The next five weeks was a whirlwind of planning meetings and curating our ever-expanding collection of prized shells, feathers and fossils.

We made dioramas and created two massive wall displays on his life. We built a gift shop in the corner, assembled a team of security guards and even had a group working on advertisement/publicity. A life-sized Hopi monument was built in the corner. Each day was different. Groups shifted and changed. The classroom was slowly becoming transformed into a real museum!

This project illustrates the importance of hands-on curriculum in education. When kids’ hands are moving, their minds are working. When students are building and creating, they internalize what the state standards expect them to, while also learning far more. They master how to work together with their peers. They understand how to share ideas, how to collaborate, how to compromise. They begin to understand who they are in the group and how they contribute to it. These are the skills that individuals need to be successful in the workplace and the social world.
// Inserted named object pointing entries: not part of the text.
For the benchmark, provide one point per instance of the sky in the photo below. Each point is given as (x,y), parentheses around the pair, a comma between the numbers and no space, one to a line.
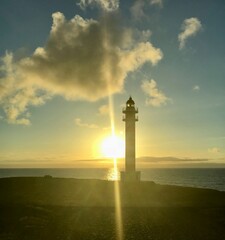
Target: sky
(68,67)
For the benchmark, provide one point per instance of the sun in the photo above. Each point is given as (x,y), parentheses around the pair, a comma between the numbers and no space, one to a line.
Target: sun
(113,147)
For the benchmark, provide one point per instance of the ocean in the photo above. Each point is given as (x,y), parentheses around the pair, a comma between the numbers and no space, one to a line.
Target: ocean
(213,178)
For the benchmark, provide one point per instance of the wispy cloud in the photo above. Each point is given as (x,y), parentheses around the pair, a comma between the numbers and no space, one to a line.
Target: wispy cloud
(214,150)
(107,5)
(156,98)
(196,88)
(79,123)
(157,2)
(190,28)
(137,9)
(80,55)
(104,110)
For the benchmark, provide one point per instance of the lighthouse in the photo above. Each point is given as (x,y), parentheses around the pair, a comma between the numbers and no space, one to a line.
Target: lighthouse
(130,118)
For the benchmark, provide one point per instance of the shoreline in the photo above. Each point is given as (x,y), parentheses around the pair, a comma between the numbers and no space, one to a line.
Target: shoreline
(80,209)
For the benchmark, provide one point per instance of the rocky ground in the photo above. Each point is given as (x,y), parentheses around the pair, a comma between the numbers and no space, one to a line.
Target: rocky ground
(50,208)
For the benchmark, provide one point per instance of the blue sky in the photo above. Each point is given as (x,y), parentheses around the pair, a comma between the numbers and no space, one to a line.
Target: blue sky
(56,78)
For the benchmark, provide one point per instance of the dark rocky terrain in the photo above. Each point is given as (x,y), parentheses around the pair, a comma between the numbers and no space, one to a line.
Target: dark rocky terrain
(52,208)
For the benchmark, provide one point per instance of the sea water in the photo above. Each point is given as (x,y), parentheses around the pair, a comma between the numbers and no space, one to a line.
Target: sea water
(213,178)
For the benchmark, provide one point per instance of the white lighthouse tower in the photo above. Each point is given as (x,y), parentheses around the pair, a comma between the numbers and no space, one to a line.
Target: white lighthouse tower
(130,173)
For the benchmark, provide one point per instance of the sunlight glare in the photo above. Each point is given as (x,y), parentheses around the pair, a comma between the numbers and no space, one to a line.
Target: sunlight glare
(113,147)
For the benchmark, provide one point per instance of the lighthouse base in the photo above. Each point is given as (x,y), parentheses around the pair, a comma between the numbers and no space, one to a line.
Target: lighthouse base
(130,176)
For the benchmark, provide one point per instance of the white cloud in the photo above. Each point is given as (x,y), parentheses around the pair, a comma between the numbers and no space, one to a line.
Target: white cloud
(137,10)
(196,88)
(104,110)
(16,95)
(214,150)
(156,98)
(79,123)
(190,28)
(107,5)
(157,2)
(82,59)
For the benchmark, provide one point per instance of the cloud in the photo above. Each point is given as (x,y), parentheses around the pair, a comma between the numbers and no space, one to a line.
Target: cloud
(157,2)
(190,28)
(79,123)
(156,98)
(104,110)
(137,10)
(16,95)
(196,88)
(82,59)
(107,5)
(214,150)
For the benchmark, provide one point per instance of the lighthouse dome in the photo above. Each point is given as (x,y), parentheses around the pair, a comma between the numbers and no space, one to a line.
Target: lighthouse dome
(130,102)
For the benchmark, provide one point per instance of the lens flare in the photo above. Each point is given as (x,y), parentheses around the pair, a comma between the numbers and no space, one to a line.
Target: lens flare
(113,147)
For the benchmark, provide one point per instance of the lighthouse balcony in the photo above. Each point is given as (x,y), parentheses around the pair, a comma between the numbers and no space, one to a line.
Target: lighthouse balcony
(130,109)
(125,119)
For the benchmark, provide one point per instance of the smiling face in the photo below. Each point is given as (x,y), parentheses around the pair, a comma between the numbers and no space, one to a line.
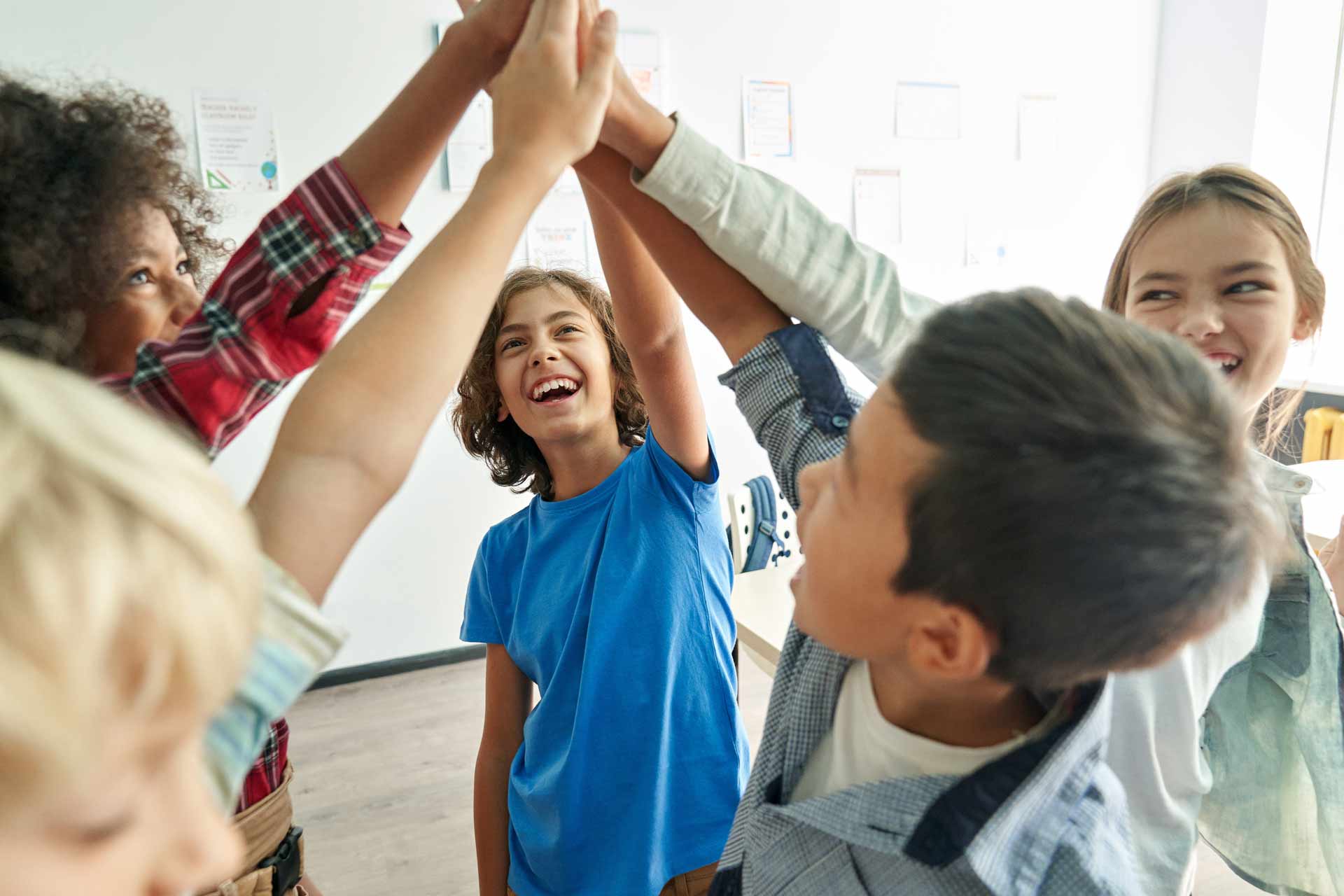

I celebrate that their interest is high. That they’re learning, in a way that “tricks them” into learning. So often, kids are sent the message that schoolwork is laborious. I feel so happy that I’m able to teach in a school where we can infuse play into learning. It sounds frivolous to our auditors, to the state inspectors and the school board. It might even sound like that to parents who aren’t familiar with this type of learning. But I live it. I’m there.

I realize that the diverse opportunities that my students are given to learn enable them to internalize the content. It transforms them into life-long learners. It is an opportunity I wish for every student that goes through any school system in this country, or any other, but I fear it doesn’t happen very often.

My hope is that you join the movement. My hope is that the movement spreads, quickly. Because we need this kind of educational experience more than ever right now.